As the industry keeps changing, it's important to know a company's "pedigree."
By Robert Dixon
When a consumer watchdog reporter shows up on your doorstep with lights and a camera crew, it’s too late to start planning your public relations response.
That was the experience of Midland Life after an Ogden, Utah, woman turned to the local TV station and state insurance officials out of frustration. After 25 years of paying an annual premium of $240 for her life insurance policy, Pauline Thompsen received a letter from Midland saying her premium “needs to be increased to $1,680.”
When she contacted Midland about it, she was told she hadn’t made any premium payments for several years. But Ms. Thompsen had cancelled checks to prove she made the payments, which consumer reporter Matt Gephardt at KUTV reported to the public.
Midland's response to the journalist's queries on the policyholder's behalf was similarly tone-deaf. "Midland is unable to provide to KUTV information concerning any of our policyholders," an attorney for the company wrote back. Midland soon changed tack and reinstated Thompsen's policy but, with news reports and a complaint filed with state regulators, the damage to Midland’s reputation had already been done.
Boston-based crisis management expert Bobbie Carlton says insurance companies need to have a crisis communications plan in place before that ominous letter or phone call arrives.
“Being prepared is the best thing you can do,” said Carlton, who has handled crises for companies in a variety of industries. Every company should have a crisis communication plan and have people trained to carry it out. Executives and spokespeople should be media trained and know what to do, she advises. “When a true crisis hits, there's no time to have the deep philosophical discussions you should have as you work on a crisis communications plan."
She emphasizes that it’s necessary to address a situation quickly. “Unhappy customers have lots of ways they can make their unhappiness known,” Carlton said in an interview with InsuranceNewsNet.
Social media allows people to instantly spread a message to thousands.

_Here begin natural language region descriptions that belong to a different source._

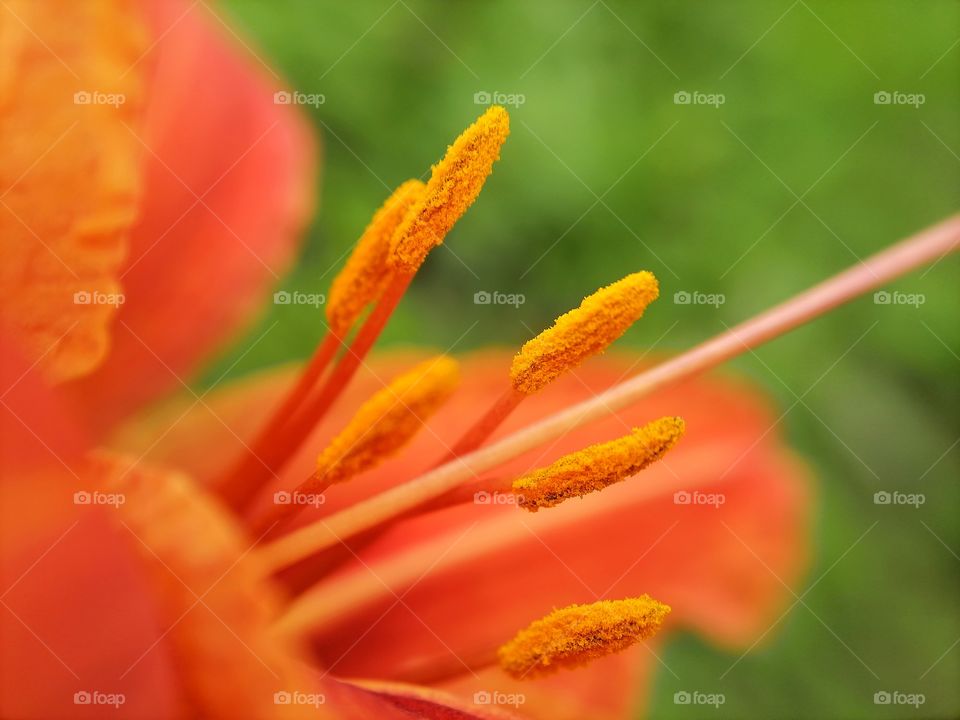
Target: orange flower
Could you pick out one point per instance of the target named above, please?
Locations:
(131, 578)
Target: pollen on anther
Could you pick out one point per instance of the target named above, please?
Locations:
(597, 466)
(581, 333)
(453, 186)
(388, 420)
(577, 634)
(367, 270)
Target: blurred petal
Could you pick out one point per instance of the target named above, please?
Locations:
(227, 192)
(221, 609)
(77, 612)
(719, 567)
(69, 174)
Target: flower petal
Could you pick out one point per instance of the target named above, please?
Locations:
(69, 176)
(228, 188)
(77, 612)
(492, 569)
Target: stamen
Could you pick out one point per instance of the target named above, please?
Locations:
(454, 185)
(597, 466)
(926, 247)
(382, 426)
(389, 420)
(366, 272)
(581, 333)
(576, 635)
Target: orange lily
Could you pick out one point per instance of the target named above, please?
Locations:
(130, 584)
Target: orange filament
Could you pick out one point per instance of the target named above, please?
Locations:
(366, 272)
(574, 636)
(581, 333)
(388, 420)
(453, 186)
(597, 466)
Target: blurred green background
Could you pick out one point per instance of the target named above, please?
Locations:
(796, 175)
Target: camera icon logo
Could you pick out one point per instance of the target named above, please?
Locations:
(482, 697)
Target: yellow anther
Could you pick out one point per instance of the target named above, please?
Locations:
(581, 333)
(597, 466)
(575, 635)
(367, 271)
(388, 420)
(453, 186)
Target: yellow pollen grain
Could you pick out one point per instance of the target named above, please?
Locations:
(366, 272)
(453, 186)
(581, 333)
(576, 635)
(597, 466)
(388, 420)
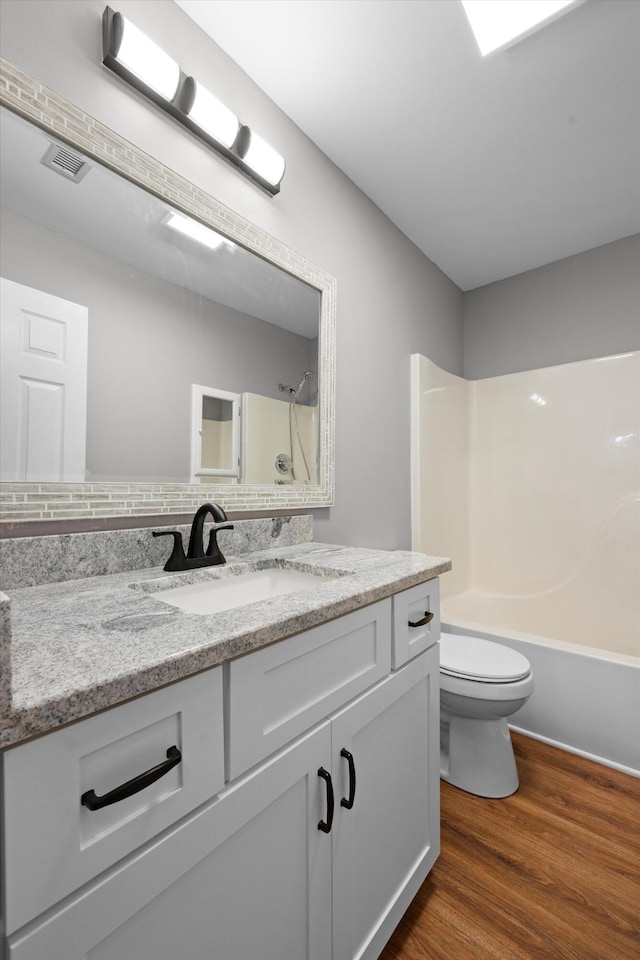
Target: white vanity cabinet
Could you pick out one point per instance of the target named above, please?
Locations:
(311, 852)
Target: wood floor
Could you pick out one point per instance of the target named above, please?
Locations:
(551, 873)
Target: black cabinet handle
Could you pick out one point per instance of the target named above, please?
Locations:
(93, 802)
(325, 825)
(352, 780)
(428, 617)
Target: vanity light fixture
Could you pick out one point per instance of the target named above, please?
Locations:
(141, 63)
(191, 228)
(213, 117)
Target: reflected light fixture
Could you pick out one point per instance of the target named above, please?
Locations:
(195, 230)
(498, 24)
(138, 60)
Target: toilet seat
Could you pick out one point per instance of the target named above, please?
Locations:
(481, 661)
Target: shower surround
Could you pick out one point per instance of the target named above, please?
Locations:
(530, 482)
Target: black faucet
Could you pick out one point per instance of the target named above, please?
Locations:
(196, 556)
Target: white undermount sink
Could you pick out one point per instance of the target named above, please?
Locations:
(227, 593)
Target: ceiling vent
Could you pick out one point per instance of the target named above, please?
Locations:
(70, 165)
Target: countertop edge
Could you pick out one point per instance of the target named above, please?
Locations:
(49, 714)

“Make sure someone within your company is monitoring social media channels. Even if you are not participating in the conversation, you'll find that your customers are,” she wrote. She recommends that companies set up alerts to monitor any mention of the company online and report it to you instantly. “The faster you know there is a problem, the better,” she said.
If you are involved in social media, get the person with the complaint off the airwaves as fast as possible.
Carlton offered several rules of thumb:
- Stop problems before they escalate -- teach employees basic customer service techniques. Teach them how to recognize problems and empower them to solve them.
- Move quickly and decisively -- the longer the delay, the more frustrated people get (but conversely, act in haste, you'll live to regret it).
- Apologize and offer to help.
- If you don't know the answer, say you don’t know, but you'll find out and get back to the person. Then do so. Do not leave them hanging. If it takes longer than you anticipated to get an answer, let them know you are working on it.
If someone from the media is on the phone:
- Take the call -- do not hide behind voice mail, etc. Get the facts, find out as much as you can about the problem.
- Don't feel like you have to have an answer immediately. It's OK to say that you need to get answers, that you need to look into the problem. Do not feel that you have to answer every question.
- Do not use the words "No comment" -- it is a code phrase that tells people there is a problem. Say things like, "I don't know but I'll find out," or "I am not the right person to answer that question" or "I can't answer that question right now."
- Never, ever go "off the record." Everything you say can be used against you. “Even if the reporter is someone you know and trust, they could forget what is OK to say and what isn't," Carlton warns.
In the case cited above, Carlton identified several issues:
-The case was allowed to escalate.
-Midland refused to comment -- this tells everyone there is a problem.
-When a statement was finally issued, it came from a lawyer. This sounds very defensive.
-Even when the company knew it was dealing with the media, they allowed the problem to fester.
-The final resolution made the company look even guiltier.